PXC stop working and overloads the server

Hi.
We are trying to implement a PXC, and came across a strange problem. The tests were conducted on a bunch PXC + zabbix.

Configuration Server (3 nodes):

First node (10.10.92.3, neon):
CPU: 2 X Intel(R) Xeon(R) CPU E5620 @ 2.40GHz
Memory: 96Gb
Storage: 3 SSD drives Samsung 840 Pro 512Gb (with LVM)

Second node (10.10.91.4, natrium):
CPU: 2 X Intel(R) Xeon(R) CPU E5620 @ 2.40GHz
Memory: 96Gb
Storage: 3 SSD drives Samsung 840 Pro 512Gb (with LVM)

Third node (10.10.92.2, blackbird):
CPU: 2 X Intel(R) Xeon(R) CPU E5-2660 0 @ 2.20GHz
Memory: 96Gb
Storage: 3 SSD drives Samsung 840 Pro 512Gb (with LVM)

All nodes are connected with 10G network interface directly!
At the time of testing, zabbix is only connected to the third node (without balancing).

What’s going on:

Immediately after the launch zabbix, everything works correctly. Approximately, after 8-12 hours the problems begin. On one of the nodes (different one each time) significantly rises the load on the CPU (system time).
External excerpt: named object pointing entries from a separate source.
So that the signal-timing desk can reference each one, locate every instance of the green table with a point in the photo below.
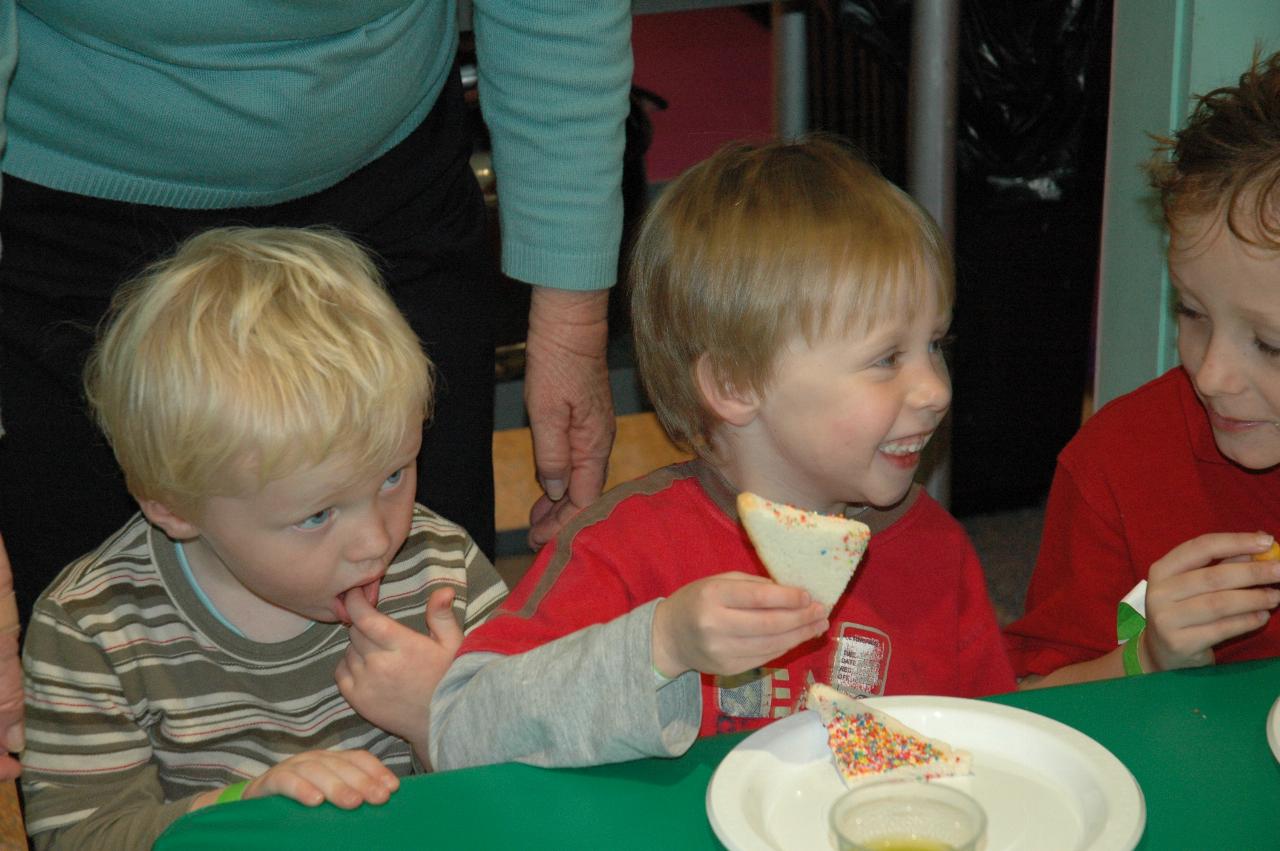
(1194, 740)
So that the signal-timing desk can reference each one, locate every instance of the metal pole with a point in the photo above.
(931, 168)
(790, 78)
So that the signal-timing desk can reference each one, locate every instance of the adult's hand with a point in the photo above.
(568, 401)
(10, 673)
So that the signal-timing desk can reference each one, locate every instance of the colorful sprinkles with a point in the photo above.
(851, 545)
(863, 745)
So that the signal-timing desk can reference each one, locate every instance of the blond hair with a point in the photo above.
(1226, 159)
(762, 243)
(270, 348)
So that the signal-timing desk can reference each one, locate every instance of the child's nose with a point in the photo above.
(1219, 373)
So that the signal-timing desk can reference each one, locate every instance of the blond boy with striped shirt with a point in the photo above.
(277, 617)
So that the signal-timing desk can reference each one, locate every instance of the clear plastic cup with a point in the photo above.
(906, 815)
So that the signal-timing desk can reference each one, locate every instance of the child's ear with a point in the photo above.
(173, 525)
(726, 399)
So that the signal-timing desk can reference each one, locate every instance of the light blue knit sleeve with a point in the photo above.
(554, 83)
(8, 56)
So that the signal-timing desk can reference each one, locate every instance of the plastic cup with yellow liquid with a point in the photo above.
(906, 815)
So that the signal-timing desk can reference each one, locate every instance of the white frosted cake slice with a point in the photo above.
(804, 548)
(865, 742)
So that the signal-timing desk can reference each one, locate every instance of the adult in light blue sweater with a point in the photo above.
(135, 124)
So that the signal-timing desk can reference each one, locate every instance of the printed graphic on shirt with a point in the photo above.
(859, 663)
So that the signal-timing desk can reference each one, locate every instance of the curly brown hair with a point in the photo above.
(1226, 159)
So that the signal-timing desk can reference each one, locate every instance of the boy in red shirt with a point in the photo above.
(790, 307)
(1176, 485)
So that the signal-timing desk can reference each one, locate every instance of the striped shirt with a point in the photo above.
(140, 698)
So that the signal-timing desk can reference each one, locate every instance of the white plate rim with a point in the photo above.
(1116, 836)
(1274, 728)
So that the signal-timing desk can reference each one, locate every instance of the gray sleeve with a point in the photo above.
(586, 699)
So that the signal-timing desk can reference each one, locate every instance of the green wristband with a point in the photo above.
(233, 792)
(1132, 663)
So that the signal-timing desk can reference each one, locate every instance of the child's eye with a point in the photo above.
(1183, 311)
(316, 520)
(1266, 348)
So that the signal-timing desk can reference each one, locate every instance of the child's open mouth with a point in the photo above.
(368, 589)
(905, 452)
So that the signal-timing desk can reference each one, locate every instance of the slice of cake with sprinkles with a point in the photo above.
(804, 548)
(868, 744)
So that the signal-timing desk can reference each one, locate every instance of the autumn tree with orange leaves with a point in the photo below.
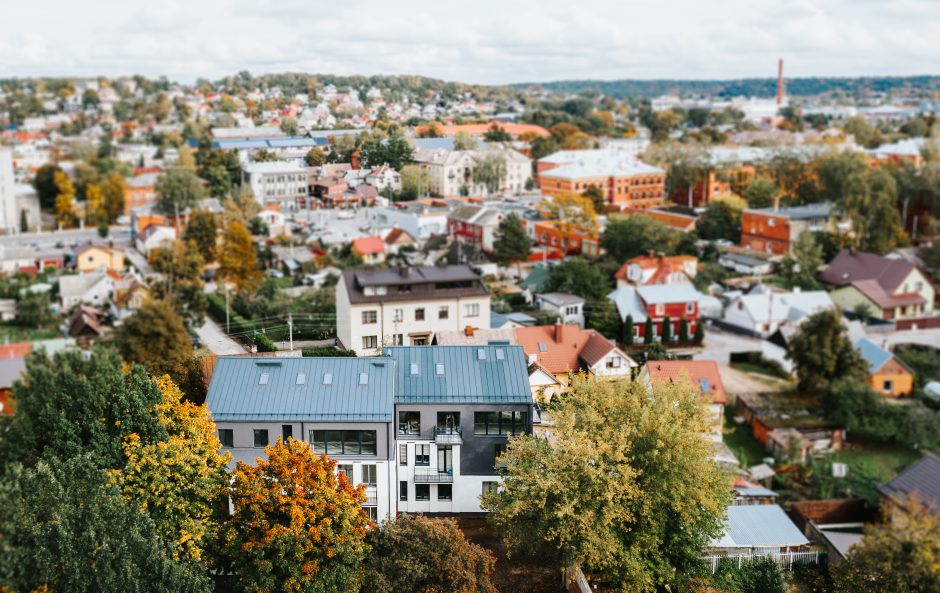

So, it is not even possible to connect via SSH.
When this happens, disconnecting zabbix and other servers does not solve the problem, the load on the CPU is not reduced.
The last time there was a problem with the second server. Other nodes just lose connection with the problematic one. Here is the logs from third node: see attachment ‘log_3_node.txt’

Log out of the problem of the server: see attachment ‘log_2_node.txt’

We use: Server version: 5.6.20-68.0-56-log Percona XtraDB Cluster (GPL), Release rel68.0, Revision 888, WSREP version 25.7, wsrep_25.7.r4126

Config file my.cnf:


[mysqld_safe]

open-files-limit = 120000


[mysqld]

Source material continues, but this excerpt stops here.